Это Великий Капиталист. Лицо его искривлено злобой, на щеках приплясывают желваки, по лицу ходуном ходят белые пятна. Он почти голый, лишь торс обмотан полотенцем, видимо, бунт Максима застал его в сауне.
– Уничтожу! – рычит Максим. – Всех уничтожу и всё! Никакой пощады к людям, принявшим капитализм, никакой жалости к его слугам!
Великий Капиталист в шоке. Он хватает себя за голову и нервно шагает от стены к стене.
– Но ты… Ты же стал предпринимателем, у тебя хорошо шли дела, у тебя завелись деньги… Опомнись, Максим! Так нельзя. Так не должны поступать разумные люди.
– Я не разумен! – кричит Максим. – Мне не нужен разум для того, чтобы обманывать людей и самого себя. Я обойдусь без него.

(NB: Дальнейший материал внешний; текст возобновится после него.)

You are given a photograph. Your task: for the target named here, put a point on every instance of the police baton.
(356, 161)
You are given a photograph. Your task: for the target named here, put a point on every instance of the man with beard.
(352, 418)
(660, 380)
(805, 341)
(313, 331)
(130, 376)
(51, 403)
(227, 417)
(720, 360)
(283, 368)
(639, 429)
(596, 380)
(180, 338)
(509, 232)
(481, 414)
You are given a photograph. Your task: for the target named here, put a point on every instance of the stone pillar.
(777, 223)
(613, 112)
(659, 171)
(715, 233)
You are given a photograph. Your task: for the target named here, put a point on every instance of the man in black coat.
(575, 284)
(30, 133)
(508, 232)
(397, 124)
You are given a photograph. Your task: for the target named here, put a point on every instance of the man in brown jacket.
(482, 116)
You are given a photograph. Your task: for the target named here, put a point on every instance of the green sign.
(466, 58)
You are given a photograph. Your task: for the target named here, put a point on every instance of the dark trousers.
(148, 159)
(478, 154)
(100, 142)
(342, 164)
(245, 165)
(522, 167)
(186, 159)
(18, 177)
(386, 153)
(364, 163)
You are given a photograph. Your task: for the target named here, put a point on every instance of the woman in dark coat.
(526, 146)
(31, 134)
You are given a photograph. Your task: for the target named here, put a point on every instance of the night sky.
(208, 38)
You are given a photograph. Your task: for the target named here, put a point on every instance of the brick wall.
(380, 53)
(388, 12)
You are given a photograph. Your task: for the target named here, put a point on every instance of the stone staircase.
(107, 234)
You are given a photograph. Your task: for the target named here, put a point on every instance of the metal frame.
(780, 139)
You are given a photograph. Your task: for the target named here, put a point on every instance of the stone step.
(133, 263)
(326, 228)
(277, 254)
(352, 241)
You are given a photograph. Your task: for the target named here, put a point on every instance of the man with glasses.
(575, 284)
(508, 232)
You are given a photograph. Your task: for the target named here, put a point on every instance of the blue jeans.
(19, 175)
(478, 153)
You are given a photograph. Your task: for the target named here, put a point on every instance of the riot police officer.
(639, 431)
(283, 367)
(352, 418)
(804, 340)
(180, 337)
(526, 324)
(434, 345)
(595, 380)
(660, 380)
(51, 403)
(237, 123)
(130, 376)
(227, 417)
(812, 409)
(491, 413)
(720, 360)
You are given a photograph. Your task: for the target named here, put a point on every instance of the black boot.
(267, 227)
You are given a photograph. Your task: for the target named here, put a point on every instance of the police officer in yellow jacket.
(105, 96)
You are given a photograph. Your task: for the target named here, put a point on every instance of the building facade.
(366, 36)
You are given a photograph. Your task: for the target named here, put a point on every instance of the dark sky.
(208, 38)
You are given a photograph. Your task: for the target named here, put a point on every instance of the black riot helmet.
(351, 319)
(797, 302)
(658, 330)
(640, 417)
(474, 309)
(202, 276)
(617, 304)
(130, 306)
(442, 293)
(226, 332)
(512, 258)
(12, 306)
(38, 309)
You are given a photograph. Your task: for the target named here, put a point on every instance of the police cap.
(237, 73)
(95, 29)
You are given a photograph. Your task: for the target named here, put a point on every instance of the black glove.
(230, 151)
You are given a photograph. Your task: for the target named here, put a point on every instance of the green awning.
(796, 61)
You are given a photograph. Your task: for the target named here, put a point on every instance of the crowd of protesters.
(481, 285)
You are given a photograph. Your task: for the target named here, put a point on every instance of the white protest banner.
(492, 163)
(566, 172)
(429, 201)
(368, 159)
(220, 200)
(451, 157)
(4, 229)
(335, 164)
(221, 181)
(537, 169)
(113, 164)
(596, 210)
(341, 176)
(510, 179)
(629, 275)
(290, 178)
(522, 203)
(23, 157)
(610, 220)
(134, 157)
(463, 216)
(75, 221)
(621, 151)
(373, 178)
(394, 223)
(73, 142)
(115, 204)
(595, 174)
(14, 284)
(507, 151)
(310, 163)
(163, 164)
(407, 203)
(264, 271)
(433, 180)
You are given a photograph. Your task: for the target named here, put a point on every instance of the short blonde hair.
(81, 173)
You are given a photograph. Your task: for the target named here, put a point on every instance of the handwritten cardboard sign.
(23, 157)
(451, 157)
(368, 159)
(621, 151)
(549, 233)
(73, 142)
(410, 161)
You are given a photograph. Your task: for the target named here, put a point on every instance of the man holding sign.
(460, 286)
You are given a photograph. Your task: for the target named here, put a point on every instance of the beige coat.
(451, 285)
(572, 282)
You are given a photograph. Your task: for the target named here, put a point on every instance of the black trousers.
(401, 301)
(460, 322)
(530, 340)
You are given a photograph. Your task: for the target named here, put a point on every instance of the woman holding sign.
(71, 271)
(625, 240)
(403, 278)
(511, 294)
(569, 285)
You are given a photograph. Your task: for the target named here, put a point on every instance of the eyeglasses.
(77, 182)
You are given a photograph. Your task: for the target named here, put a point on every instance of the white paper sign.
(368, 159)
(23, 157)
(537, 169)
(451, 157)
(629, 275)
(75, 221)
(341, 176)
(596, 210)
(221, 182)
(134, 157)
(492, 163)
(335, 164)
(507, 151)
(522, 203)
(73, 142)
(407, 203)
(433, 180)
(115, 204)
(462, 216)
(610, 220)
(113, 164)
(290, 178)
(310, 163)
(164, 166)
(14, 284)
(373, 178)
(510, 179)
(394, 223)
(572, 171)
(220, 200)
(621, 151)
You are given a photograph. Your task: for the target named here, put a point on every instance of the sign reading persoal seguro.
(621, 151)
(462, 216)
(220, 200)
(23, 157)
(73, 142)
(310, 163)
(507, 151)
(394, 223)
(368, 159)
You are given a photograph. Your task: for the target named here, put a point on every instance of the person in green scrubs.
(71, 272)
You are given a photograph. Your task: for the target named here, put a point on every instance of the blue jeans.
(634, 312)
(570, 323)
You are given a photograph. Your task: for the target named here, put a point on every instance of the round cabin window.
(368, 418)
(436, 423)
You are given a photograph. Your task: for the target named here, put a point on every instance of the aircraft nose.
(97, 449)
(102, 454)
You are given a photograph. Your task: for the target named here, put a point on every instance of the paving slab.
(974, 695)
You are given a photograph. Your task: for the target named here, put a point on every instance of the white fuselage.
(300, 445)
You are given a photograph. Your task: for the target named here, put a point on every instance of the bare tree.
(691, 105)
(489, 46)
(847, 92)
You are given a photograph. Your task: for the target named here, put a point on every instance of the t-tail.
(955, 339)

– Успокойся, Максим! Все еще можно исправить, – пытается утихомирить его Великий Капиталист. – Это нервный срыв, такое может случиться с каждым, главное – вовремя остановиться. Взять себя в руки, стиснуть зубы и двигаться дальше. Я помогу тебе. Я дам тебе кредит, ты закупишь новый товар, ты снова встанешь на ноги. Ничего, ничего, мы с тобой еще поднимемся.
Осталась последняя коробка. Максим подскакивает к ней и в щепки разносит диски. Весь пол усеян осколками, они дрожат под ногами, словно зыбучие пески.
– Дурак! – кричит на него Великий Капиталист. – Если тебе не по душе это дело, ты мог просто продать их! Ты поступил как последнее чмо, как тупое животное.
– В этом моя свобода. Свобода от ваших каверзных истин и субстанций. Свобода от зарабатывания денег. Скройся, исчадие ада!
Он находит том Маркса, садится на пол, прислоняется спиной к стене и начинает читать. Заветные строки, в которые он не погружался уже давно, о которых он стал забывать, выжигают пелену, опустившуюся на глаза, и очищают зрение.
«Стоимость рабочей силы определяет стоимость труда, – шепчет Максим. – Так как стоимость труда есть лишь иррациональное выражение для стоимости рабочей силы, то само собою понятно, что стоимость труда всегда должна быть меньше, чем вновь созданная трудом стоимость».
Великий Капиталист морщится и затыкает уши.
«Ни одно общество не может непрерывно производить, – говорит Максим, – то есть воспроизводить, не превращая непрерывно известной части своего продукта в средства производства или элементы нового производства».
Капиталиста трясет.
«Была сочинена басня, – голос Максима делается все громче, он почти кричит, – что вещественное существование переменного капитала, то есть та масса жизненных средств, которую он представляет для рабочих, или так называемый рабочий фонд, есть ограниченная самой природой особая часть общественного богатства, границы которого непреодолимы».